On Saturday, CAS Director and Professor of Geography Tim Oakes will give a paper entitled "Dance Machine: Urban Modernity from the Bottom-Up in Guizhou," as part of the 8:30 a.m. panel chaired by Jodi Weinstein of the College of New Jersey, "Guizhou as Crossroads: Mobilities, Localities, and Connectedness in China's Past and Present." Also presenting on the panel are John E. Herman of the Virginia Commonwealth University, Yu Luo of Yale University, and Guo Wu of Allegheny College.

Also at 8:30, Andrew Stuckey, Asian Languages and Civilizations will present his paper, "Authority, Authenticity, and Authorship in 'In the Heat of the Sun,'" on the panel he also will chair, "True Lies: Fictionalization of the Real in Modern Chinese Literature and Film. Joining him on the panel are Makiko Mori of Auburn University, and Jing Jiang of Reed College.

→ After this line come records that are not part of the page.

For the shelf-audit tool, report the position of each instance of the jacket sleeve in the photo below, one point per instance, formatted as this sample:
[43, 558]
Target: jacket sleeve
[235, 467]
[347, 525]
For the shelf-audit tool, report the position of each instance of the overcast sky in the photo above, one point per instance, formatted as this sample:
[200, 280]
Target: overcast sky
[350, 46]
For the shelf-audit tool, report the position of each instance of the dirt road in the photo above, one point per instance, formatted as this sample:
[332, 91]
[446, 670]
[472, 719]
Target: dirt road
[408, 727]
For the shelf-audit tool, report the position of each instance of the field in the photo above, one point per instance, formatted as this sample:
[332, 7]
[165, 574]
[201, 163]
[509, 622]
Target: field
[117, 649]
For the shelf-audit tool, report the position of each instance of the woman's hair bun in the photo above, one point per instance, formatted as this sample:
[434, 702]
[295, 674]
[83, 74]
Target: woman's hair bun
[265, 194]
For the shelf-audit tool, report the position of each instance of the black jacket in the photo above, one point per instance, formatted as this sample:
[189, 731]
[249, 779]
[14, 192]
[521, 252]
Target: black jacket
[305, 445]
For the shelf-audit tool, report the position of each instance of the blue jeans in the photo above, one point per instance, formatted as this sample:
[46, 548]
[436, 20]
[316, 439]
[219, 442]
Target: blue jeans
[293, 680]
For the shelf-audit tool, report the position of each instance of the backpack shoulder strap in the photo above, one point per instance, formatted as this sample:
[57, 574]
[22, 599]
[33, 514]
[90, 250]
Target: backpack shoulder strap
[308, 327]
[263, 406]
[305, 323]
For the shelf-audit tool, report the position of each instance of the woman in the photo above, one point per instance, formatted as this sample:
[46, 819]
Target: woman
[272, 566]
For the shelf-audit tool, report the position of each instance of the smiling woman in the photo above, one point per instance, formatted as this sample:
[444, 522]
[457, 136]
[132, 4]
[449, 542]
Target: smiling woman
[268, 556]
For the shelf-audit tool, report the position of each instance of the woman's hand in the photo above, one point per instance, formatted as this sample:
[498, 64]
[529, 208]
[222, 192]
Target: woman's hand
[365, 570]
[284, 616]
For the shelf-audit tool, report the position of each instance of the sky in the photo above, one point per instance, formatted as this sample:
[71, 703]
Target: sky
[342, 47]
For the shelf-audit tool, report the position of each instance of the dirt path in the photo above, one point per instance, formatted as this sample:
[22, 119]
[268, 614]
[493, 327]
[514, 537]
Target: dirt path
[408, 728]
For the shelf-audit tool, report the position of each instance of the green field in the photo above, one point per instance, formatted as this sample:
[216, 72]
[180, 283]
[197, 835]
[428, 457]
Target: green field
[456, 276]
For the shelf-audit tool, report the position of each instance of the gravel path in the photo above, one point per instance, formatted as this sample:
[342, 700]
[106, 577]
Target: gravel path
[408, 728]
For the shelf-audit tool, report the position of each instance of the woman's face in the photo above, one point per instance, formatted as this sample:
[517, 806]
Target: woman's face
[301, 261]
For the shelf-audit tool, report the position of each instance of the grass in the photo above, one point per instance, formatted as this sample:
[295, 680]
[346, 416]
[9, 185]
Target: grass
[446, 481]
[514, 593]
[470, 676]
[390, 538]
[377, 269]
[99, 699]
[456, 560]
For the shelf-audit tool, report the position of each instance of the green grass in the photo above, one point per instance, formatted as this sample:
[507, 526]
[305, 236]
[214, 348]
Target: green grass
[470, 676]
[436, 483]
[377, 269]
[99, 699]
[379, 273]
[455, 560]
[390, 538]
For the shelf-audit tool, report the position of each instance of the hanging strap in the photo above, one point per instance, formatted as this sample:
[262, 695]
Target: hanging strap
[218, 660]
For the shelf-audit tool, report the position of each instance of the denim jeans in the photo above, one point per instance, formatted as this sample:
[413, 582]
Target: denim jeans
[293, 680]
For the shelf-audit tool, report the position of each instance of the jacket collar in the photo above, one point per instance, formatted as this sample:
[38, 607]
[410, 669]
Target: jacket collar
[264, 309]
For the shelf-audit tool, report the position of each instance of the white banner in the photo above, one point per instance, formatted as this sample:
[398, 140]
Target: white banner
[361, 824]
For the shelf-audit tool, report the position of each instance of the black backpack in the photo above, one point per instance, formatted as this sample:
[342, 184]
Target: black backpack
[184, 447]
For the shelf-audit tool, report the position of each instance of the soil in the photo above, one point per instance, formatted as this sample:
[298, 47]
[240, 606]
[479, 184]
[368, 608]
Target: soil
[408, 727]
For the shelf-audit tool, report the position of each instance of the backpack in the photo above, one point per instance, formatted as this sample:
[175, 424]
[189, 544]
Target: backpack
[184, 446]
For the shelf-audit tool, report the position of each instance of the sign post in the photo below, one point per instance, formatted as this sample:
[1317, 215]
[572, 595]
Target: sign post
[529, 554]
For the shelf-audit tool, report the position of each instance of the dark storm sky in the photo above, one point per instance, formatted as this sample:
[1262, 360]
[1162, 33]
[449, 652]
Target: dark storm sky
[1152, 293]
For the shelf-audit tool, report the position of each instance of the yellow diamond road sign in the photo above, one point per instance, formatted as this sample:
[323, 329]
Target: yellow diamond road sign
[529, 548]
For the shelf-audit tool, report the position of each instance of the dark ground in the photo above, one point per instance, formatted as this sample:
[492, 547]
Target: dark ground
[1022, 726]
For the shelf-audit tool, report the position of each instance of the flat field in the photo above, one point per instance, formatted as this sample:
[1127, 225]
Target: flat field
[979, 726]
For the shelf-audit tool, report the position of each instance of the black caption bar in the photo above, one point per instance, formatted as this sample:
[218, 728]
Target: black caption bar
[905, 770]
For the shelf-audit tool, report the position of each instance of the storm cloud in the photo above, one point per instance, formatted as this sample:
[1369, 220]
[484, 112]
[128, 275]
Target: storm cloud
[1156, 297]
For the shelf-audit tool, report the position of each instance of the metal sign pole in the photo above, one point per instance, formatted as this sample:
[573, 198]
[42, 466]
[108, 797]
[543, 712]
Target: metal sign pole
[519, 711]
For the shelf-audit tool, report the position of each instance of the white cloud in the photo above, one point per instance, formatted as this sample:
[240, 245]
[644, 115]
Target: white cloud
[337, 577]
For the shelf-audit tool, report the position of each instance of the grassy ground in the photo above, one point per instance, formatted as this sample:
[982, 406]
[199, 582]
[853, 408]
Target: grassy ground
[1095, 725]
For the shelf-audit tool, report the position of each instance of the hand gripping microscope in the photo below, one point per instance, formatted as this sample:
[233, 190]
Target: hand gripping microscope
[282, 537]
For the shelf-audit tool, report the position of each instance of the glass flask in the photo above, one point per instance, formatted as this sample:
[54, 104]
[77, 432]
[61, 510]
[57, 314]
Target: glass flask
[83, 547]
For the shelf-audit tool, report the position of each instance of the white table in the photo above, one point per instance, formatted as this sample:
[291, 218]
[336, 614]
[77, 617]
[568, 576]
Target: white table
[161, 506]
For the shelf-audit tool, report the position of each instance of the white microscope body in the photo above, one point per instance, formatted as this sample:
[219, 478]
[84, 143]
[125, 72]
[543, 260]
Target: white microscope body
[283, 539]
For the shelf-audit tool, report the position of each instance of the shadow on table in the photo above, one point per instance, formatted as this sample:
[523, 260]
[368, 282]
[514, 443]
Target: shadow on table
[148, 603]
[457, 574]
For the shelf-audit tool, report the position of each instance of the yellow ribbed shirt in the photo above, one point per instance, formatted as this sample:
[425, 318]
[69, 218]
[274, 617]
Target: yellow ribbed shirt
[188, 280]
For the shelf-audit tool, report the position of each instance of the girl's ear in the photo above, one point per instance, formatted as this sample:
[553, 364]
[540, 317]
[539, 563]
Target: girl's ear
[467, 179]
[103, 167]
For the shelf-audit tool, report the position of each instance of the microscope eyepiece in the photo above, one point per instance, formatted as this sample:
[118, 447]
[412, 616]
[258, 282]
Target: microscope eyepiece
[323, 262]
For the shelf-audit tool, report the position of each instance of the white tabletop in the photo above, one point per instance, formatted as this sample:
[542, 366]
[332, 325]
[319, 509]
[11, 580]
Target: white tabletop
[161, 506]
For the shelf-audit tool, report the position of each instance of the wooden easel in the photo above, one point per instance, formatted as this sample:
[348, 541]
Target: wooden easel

At 10:45, another round of panels will begin, and Kwangmin Kim, History, will give his paper, "The Indigenous Christianity Movement in the Sino-Korean Borderlands during the Late Nineteenth and Early Twentieth Centuries," as part of the panel chaired by Bradley Cam Davis of Eastern Connecticut State University, "Chinese Borderlands: Violence, Ethnicity, and Religion at the Edges of the Qing Empire." Elif Akcetin of the University of Illinois will also present a paper on the panel.

Jon Zeljo of the Program for Teaching East Asia will also present at 10:45. He will serve as a discussant for a roundtable sponsored by the Committee for Teaching about Asia, "The Intersection of Technology and Human Interaction: Challenges and Rewards in Teaching About Asia Online." Brenda Jordan of the University of Pittsburgh will chair the roundtable, and joining them will be Mahua Bhattacharya of Elizabethtown College, Karen Kane of Columbia University, and Jeffrey D. Long of Elizabethtown College.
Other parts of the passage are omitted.